I have only an inkling of what awaits as I drive into town, welcomed by historic buildings and wide streets. Outside of the 100-year-old resorts that first established this community, I wander past signs commemorating Elkhart Lake’s road racing history. Between 1950 and 1952, drivers and celebrities gathered here annually for the open road sports car races that would put the town on the map.
“Hard Left” denotes the curve on Lake Street, the most dangerous corner of the 1951-52 road circuit. “Start/Finish” stands prominently outside of the city’s only brewery, Switchgear Brewing Co., proclaiming the winners of the ’51 and ’52 races. And at the Stop-Inn at Siebkens Resort, license plates, racing paraphernalia, classic car stickers, and signage of all kinds memorialize the race that made Elkhart Lake what it is today.
The famed and celebrated road races only lasted for three years before they were deemed unsafe and illegal, but the entire community is still inexorably tied to the days when Jaguars zipped around city streets, spectators looked on from behind bales of hay, and the small resort town came alive for one weekend a year.
Before visiting Elkhart Lake, I didn’t realize how ingrained the races were in the local culture—but between the themed bars, ancient framed prints hanging in nearly every restaurant and shop, and classic race cars peppered on lawns and in parks, it becomes clear that road racing wasn’t just a fleeting pastime here.

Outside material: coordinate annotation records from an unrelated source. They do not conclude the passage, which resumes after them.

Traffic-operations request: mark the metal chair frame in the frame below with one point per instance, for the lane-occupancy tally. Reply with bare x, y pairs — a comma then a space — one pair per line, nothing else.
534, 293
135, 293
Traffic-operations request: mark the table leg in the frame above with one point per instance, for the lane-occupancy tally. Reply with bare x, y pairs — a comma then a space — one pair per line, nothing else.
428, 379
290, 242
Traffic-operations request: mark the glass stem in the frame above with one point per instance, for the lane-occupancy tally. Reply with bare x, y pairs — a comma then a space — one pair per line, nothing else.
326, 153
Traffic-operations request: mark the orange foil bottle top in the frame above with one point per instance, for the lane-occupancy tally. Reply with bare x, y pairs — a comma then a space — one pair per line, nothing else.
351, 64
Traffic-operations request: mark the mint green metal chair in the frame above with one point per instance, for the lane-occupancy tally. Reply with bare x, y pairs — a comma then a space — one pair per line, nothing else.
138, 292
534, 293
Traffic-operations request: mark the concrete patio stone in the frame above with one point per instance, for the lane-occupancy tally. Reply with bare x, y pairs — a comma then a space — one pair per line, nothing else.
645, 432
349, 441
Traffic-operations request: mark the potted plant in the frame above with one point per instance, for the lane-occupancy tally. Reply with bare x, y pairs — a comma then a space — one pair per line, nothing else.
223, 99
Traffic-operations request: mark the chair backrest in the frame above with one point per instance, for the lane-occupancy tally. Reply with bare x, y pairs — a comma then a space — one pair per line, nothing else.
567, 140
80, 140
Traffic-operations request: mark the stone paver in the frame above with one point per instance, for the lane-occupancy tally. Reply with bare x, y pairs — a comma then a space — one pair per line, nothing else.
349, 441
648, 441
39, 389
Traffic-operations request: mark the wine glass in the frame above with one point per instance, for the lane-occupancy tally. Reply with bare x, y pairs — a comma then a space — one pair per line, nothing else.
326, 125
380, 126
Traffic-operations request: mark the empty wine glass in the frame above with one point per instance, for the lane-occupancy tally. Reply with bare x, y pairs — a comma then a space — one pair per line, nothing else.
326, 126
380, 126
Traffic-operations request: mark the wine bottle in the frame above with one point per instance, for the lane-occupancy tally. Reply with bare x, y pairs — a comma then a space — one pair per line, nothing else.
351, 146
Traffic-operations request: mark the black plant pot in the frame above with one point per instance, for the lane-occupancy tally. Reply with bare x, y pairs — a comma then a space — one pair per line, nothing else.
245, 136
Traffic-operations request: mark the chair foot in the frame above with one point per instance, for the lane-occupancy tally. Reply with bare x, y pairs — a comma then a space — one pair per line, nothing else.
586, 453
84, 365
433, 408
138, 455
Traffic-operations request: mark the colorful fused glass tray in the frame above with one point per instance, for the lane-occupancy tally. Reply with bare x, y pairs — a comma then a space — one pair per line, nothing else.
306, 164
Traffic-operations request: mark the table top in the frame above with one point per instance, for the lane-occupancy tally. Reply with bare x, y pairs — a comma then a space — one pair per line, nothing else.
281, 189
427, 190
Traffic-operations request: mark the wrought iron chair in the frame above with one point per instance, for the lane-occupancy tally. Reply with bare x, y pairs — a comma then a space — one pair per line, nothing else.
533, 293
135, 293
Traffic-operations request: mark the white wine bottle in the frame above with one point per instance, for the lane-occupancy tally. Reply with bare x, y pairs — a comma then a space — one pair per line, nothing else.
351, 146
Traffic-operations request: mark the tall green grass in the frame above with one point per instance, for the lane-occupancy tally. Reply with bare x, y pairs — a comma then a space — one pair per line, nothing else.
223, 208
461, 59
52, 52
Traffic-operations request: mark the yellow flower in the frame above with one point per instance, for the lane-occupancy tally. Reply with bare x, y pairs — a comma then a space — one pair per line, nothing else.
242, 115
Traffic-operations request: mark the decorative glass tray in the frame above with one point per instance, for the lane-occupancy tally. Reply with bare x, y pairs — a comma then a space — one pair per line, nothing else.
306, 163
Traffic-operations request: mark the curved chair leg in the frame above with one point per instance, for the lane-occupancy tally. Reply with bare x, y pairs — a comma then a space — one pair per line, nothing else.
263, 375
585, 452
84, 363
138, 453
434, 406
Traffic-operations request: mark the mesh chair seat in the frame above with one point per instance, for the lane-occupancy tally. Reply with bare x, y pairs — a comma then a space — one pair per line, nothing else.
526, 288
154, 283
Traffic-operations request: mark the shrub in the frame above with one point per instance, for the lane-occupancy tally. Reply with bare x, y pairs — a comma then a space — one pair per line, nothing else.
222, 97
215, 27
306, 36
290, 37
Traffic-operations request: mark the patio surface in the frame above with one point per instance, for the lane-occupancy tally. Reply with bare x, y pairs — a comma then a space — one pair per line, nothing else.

The town’s first road race took place in 1950. The Osthoff and Siebkens resorts were already well-established; most of the visitors to Elkhart Lake flocked to the area for water activities and (then-illegal) gambling establishments. But in a downturned, post-depression, post-WWII economy, city officials started looking for more legitimate ways to entice out-of-towners and revive the local economy. They decided to hold road races.
Seventy years later, the legacy of the races lives on. Racing still plays a vital role in the community with reenactments, festivals, and street fairs that continue to bring car and racing enthusiasts to southern Wisconsin. Every July, vintage race weekends draw thousands to enjoy street parties, car shows, and parades. Local businesses fling their doors open wide to accommodate the influx of visitors, and residents plan their whole year around it.

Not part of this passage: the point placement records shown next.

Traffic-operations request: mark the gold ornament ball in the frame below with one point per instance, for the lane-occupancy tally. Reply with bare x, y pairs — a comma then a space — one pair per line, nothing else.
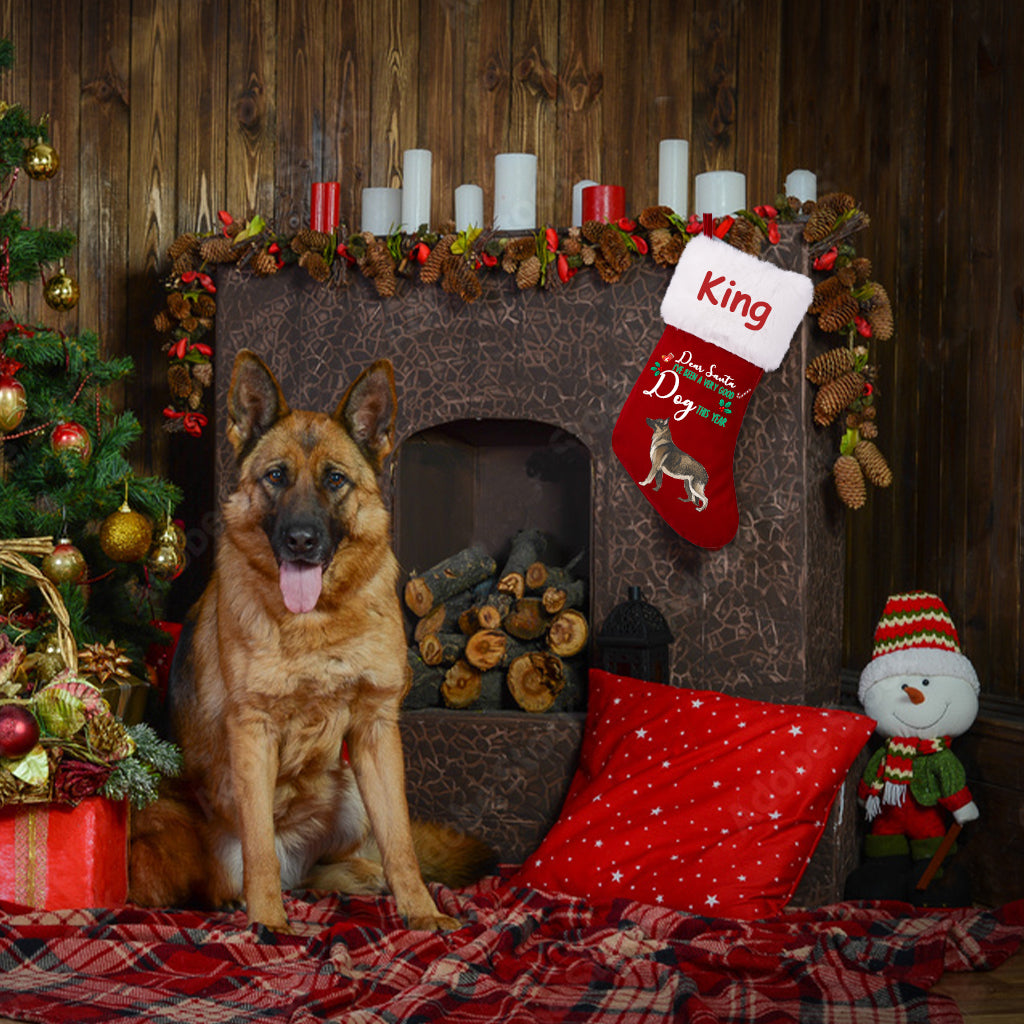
65, 563
48, 659
41, 161
60, 292
13, 403
166, 561
126, 535
12, 599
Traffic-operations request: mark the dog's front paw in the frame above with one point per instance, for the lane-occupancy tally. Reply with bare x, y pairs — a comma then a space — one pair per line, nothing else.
432, 923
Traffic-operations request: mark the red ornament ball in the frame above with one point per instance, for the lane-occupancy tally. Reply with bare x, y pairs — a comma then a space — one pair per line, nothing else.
72, 437
18, 730
12, 402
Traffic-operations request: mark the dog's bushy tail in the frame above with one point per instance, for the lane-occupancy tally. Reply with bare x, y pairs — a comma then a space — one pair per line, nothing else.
450, 856
169, 862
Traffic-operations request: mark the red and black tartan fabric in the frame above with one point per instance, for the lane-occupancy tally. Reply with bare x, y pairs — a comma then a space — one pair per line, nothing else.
519, 957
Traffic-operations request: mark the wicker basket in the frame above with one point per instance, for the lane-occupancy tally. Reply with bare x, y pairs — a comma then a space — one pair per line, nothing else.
13, 556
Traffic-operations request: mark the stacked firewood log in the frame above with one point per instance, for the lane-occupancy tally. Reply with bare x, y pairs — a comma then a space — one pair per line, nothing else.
499, 637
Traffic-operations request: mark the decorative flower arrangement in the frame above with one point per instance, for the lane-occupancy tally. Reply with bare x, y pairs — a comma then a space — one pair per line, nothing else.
64, 743
59, 739
847, 302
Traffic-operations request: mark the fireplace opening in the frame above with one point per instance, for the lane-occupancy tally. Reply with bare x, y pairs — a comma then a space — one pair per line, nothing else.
493, 522
481, 481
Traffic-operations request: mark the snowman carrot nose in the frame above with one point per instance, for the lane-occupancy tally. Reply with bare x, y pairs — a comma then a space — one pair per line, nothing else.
913, 693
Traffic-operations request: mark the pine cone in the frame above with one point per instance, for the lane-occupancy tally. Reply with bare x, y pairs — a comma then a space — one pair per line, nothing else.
836, 395
828, 366
655, 217
430, 272
861, 269
826, 211
826, 293
847, 275
264, 264
315, 265
879, 312
745, 237
109, 737
528, 273
614, 250
217, 250
837, 316
666, 247
873, 464
182, 245
179, 380
849, 481
608, 273
521, 249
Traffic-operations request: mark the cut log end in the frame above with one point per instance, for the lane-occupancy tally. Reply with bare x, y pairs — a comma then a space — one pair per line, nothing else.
567, 633
535, 680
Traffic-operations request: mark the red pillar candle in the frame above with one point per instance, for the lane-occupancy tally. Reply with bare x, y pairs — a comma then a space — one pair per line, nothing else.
603, 203
325, 206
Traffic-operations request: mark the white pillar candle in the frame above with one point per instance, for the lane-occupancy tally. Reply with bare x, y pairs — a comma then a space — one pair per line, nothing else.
468, 207
515, 192
578, 200
674, 174
415, 189
803, 184
381, 210
719, 193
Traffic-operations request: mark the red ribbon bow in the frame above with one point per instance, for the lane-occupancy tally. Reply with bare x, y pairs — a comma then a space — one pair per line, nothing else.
193, 423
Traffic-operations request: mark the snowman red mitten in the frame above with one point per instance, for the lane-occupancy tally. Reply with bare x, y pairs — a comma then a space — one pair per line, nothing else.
729, 317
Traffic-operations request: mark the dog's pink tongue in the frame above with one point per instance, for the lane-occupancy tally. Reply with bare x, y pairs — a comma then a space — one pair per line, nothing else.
300, 586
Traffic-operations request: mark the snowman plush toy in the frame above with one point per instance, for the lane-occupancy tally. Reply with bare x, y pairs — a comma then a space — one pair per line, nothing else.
922, 692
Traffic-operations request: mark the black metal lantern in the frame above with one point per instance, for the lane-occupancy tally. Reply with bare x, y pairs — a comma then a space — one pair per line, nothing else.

“It’s the highlight of the summer in Elkhart Lake,” says John Calhoun, chairman of the Elkhart Lake Historic Lake Circuits Reservation Society (HRC). HRC is in charge of the historic signs and markers around town that highlight racing hot spots; they campaigned to get the road on the original circuits listed on the State and National Register of Historic Places.

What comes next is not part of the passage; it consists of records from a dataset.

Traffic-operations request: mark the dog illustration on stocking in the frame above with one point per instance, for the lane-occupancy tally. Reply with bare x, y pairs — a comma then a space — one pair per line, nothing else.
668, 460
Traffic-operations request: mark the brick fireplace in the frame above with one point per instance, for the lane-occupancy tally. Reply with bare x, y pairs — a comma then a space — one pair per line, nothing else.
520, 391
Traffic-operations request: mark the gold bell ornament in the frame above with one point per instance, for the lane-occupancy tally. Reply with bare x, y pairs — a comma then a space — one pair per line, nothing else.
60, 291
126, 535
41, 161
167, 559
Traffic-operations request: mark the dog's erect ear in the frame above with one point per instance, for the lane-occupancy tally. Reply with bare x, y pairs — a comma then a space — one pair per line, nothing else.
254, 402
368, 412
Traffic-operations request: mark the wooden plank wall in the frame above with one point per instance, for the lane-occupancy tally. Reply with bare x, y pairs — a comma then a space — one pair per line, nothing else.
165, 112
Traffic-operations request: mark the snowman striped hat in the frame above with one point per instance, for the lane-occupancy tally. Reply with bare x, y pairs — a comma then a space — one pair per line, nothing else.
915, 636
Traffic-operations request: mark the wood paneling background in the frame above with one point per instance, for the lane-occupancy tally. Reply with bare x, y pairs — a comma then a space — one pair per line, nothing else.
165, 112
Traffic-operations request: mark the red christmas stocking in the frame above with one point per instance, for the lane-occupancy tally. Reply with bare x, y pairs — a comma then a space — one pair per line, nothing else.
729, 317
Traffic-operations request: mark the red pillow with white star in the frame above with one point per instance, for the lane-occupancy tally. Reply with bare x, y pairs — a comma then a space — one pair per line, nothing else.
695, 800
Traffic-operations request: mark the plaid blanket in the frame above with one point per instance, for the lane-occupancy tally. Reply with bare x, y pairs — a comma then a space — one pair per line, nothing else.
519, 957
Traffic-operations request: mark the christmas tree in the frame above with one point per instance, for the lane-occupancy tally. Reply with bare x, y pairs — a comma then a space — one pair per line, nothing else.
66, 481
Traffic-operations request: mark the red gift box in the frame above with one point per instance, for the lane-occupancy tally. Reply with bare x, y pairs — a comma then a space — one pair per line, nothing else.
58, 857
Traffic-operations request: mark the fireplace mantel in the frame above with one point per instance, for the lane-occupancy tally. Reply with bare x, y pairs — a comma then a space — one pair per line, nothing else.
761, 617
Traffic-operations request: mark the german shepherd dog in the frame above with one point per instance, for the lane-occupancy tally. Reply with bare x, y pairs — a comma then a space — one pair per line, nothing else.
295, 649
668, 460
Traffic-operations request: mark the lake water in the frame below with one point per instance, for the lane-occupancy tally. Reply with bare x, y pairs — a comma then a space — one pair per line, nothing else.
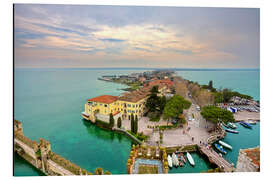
49, 101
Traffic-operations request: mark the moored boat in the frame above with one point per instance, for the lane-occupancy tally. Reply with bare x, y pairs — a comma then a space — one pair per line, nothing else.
225, 125
190, 159
220, 148
232, 125
247, 125
232, 131
182, 157
251, 122
225, 145
175, 160
169, 161
85, 115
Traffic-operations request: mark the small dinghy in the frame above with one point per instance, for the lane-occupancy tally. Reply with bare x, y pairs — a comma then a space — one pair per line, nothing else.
225, 145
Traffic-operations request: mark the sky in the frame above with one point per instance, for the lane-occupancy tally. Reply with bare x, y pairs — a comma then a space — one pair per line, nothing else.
76, 36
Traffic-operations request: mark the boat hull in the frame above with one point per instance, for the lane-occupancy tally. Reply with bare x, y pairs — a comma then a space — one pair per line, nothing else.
225, 145
231, 131
220, 149
190, 159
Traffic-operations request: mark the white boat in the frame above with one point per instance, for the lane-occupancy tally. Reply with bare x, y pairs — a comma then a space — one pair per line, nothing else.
232, 125
170, 161
225, 145
190, 159
175, 160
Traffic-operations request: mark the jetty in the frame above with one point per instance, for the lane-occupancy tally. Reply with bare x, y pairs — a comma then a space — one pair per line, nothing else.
215, 158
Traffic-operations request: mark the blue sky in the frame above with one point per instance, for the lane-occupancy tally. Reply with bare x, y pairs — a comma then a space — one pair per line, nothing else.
134, 36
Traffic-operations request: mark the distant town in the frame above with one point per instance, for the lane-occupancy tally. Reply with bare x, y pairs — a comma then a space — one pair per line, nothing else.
169, 116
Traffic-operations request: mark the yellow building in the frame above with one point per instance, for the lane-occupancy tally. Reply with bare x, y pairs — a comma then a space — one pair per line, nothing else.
120, 106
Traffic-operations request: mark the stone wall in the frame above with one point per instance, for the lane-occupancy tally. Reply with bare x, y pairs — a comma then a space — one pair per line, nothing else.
41, 156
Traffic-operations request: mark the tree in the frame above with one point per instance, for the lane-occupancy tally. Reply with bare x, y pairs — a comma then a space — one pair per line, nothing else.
119, 122
162, 103
136, 125
132, 123
174, 107
111, 120
99, 171
216, 114
210, 85
153, 100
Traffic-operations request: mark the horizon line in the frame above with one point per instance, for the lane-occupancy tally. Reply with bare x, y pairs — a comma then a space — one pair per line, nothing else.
155, 68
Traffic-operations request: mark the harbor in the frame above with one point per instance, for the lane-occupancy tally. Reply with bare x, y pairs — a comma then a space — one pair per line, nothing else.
89, 133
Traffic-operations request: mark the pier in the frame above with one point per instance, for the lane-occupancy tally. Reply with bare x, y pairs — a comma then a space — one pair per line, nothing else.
215, 158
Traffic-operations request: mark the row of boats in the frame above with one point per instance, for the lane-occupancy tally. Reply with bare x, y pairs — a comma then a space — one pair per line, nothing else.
178, 159
230, 127
220, 147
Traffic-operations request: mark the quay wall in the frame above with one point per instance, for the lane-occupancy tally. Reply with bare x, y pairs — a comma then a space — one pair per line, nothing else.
41, 157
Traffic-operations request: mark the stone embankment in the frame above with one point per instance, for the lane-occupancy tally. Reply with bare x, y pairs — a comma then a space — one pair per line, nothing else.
41, 156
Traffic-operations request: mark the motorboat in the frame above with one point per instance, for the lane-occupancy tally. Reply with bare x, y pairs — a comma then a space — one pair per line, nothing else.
251, 122
220, 148
175, 160
232, 125
190, 159
245, 124
169, 161
232, 131
225, 145
182, 158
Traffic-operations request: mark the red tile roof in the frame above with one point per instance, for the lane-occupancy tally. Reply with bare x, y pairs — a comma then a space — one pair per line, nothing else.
253, 154
115, 113
107, 99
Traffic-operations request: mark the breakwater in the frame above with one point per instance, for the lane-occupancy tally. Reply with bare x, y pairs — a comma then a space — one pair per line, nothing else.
43, 158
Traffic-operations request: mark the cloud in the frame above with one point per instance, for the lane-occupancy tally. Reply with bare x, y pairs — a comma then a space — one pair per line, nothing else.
112, 40
164, 36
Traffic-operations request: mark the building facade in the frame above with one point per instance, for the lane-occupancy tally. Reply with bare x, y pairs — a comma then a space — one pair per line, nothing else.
120, 106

Road America, conceived and constructed just a few years after the road races were shut down for good, is located less than 3 miles from downtown. The curving, undulating track surrounded by woods and grassy lawns has taken up the torch, carrying on and building upon the town’s racing history and legacy by hosting nearly every major North American racing series and type of vehicle, from motorcycles to vintage Formula One vehicles. The track attracts some 800,000 visitors a year to the area, a far cry from the 5,000 spectators who attended the first road race in 1950.
“This area is built on racing,” says John Ewert, communications director at Road America. “It’s very important to the community. And it has a life of its own.”
Less than 3 miles from Road America, the Throttlestop specializes in selling vintage race cars; real estate developers cater to car enthusiasts who call the village home for at least part of the year; and countless businesses feature racing terminology in their names or taglines. The lake still glistens blue on sunny summer days, golden-leafed trees beckon hikers in the fall, and foodies can find the kind of quality cuisine usually only available in cities five times its size.
Whether it’s the memorabilia pasted all over the walls at the Stop-Inn, antique signs and photos on display at the small history museum alongside the railroad tracks, or men and women popping their hoods so curious passersby can peer longingly at the engine block, Elkhart Lake can’t quit the road racing culture that established the town as something more than just a vacation destination. Sonoma has wine, Aspen has skiing, and Elkhart Lake has racing.